Uruguay is ranked among the world's ten countries with the highest inflation, having climbed from position 15 to 10 last year, only surpassed in Latin America by Venezuela and Argentina. Last year Uruguay ended with an inflation of 8.52%, well above the 4% to 6% target, and according to Central bank officials “it remains the main challenge for the country's economic policy”.
The concern is well founded when compared to inflation in 115 countries, since in the last few years Uruguay has been ranked 16 (2010); 8 (2011) and 15 (2012). This is particularly confusing since 'inflationary pressures come from the demand side, and Uruguay's economy has completed a decade of strong uninterrupted growth. In China for example with 7.3% growth in 2013, inflation was 2.5%.
In Latin America Venezuela leads with 56.2% as reported by President Nicolas Maduro who blamed the business community of speculation and involvement in an economic war against his regime”.
Argentina follows with official Indec inflation in the last twelve months in the range of 11%, although the so called Congressional index, an average of private consultants, reached a 22 year record breaking of 3.8% in December and 28.38% in the twelve months of last year.
Behind Uruguay in fourth position comes Bolivia with 6.48%, which was higher than in 2012 (4.5%) and below the central bank's target of 7.5%. Brazil follows with 5.84%, which was in the range of target, 4.5% plus minus two percentage points.
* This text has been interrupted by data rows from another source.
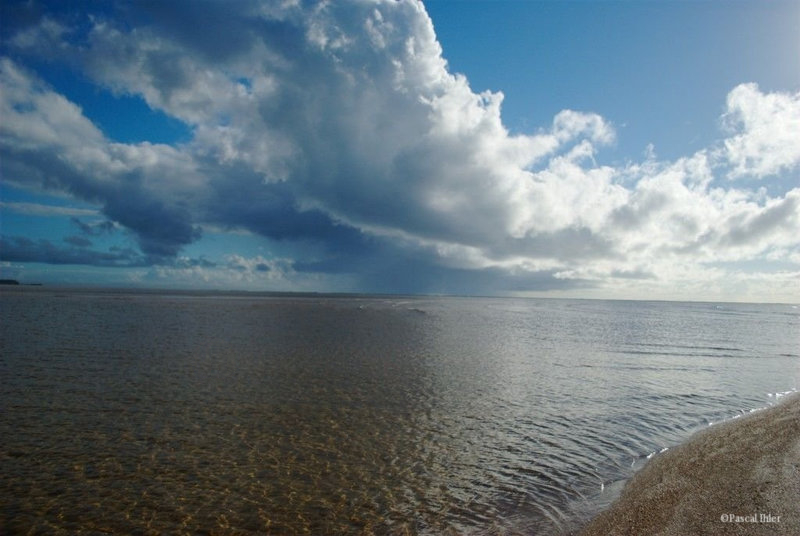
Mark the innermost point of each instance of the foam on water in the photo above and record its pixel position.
(243, 414)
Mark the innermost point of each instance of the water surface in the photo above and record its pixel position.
(135, 412)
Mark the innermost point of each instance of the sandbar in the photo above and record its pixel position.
(738, 477)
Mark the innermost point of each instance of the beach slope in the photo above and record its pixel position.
(738, 477)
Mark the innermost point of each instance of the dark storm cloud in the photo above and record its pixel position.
(339, 128)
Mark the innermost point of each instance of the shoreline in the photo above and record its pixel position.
(738, 477)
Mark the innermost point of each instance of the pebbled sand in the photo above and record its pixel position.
(748, 467)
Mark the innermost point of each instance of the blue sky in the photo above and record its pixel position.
(590, 149)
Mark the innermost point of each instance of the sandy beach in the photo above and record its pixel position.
(738, 477)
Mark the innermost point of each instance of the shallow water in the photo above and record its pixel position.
(140, 412)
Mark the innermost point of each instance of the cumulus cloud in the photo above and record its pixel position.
(765, 131)
(339, 125)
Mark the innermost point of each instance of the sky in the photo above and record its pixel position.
(609, 149)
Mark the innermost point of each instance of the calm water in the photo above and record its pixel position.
(145, 413)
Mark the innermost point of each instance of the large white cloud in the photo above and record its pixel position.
(766, 130)
(341, 123)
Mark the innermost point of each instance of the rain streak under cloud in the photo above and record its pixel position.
(337, 133)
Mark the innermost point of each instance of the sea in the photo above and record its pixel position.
(158, 412)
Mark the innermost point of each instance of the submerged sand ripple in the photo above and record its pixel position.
(739, 477)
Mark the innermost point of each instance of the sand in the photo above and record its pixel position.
(738, 477)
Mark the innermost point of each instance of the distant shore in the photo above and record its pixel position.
(739, 477)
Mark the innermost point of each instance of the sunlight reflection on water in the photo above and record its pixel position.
(131, 412)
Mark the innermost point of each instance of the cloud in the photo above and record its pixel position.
(765, 127)
(22, 249)
(38, 209)
(338, 127)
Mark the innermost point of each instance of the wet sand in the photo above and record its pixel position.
(738, 477)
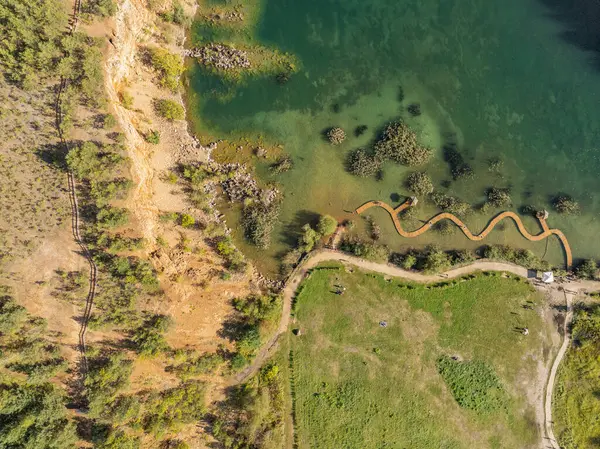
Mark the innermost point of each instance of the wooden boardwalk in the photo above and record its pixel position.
(546, 231)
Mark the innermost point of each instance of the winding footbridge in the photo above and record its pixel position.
(541, 216)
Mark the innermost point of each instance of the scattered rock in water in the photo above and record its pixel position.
(219, 56)
(336, 135)
(414, 109)
(282, 78)
(360, 130)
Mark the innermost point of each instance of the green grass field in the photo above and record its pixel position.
(577, 394)
(449, 371)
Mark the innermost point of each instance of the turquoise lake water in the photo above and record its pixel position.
(499, 79)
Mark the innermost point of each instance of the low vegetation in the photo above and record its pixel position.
(448, 352)
(576, 404)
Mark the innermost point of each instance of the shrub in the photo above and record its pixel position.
(399, 144)
(327, 225)
(30, 39)
(88, 160)
(200, 365)
(451, 204)
(474, 384)
(419, 183)
(112, 217)
(444, 227)
(175, 15)
(171, 408)
(107, 376)
(458, 167)
(108, 121)
(588, 269)
(336, 135)
(308, 239)
(282, 165)
(257, 308)
(366, 250)
(148, 338)
(34, 416)
(435, 260)
(153, 137)
(460, 257)
(170, 67)
(118, 439)
(187, 221)
(499, 197)
(361, 163)
(170, 110)
(564, 204)
(517, 256)
(102, 8)
(126, 99)
(258, 220)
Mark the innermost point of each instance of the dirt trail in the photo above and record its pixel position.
(391, 270)
(552, 378)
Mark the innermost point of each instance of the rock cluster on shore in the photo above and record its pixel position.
(222, 57)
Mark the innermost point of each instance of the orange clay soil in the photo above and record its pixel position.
(546, 231)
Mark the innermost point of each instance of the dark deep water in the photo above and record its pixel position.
(518, 79)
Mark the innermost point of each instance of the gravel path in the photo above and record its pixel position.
(570, 291)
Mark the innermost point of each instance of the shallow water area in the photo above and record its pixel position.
(499, 80)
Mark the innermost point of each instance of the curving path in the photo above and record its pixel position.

However it was well above what market analysts were expecting.
Paraguay which was the fastest growing economy in the region, 12.9% in 2013, experienced an inflation of 3.7%, while in Chile it reached 3%, half way between the target of 2% to 4%.
Finally along the Pacific, Peru registered an inflation of 2.86%; Ecuador, 2.7% and Colombia, 1.94%, the lowest inflation in a decade.
While this happens in Latin America, in the developing countries such as the European Union the challenge is beating deflation. In the Euro zone, still in ICU, inflation last year was 0.8%, below the European central bank target of 2%.
Meantime in the United States inflation in the last eleven months was 1.2%, while the Federal Reserve target stands at 2%.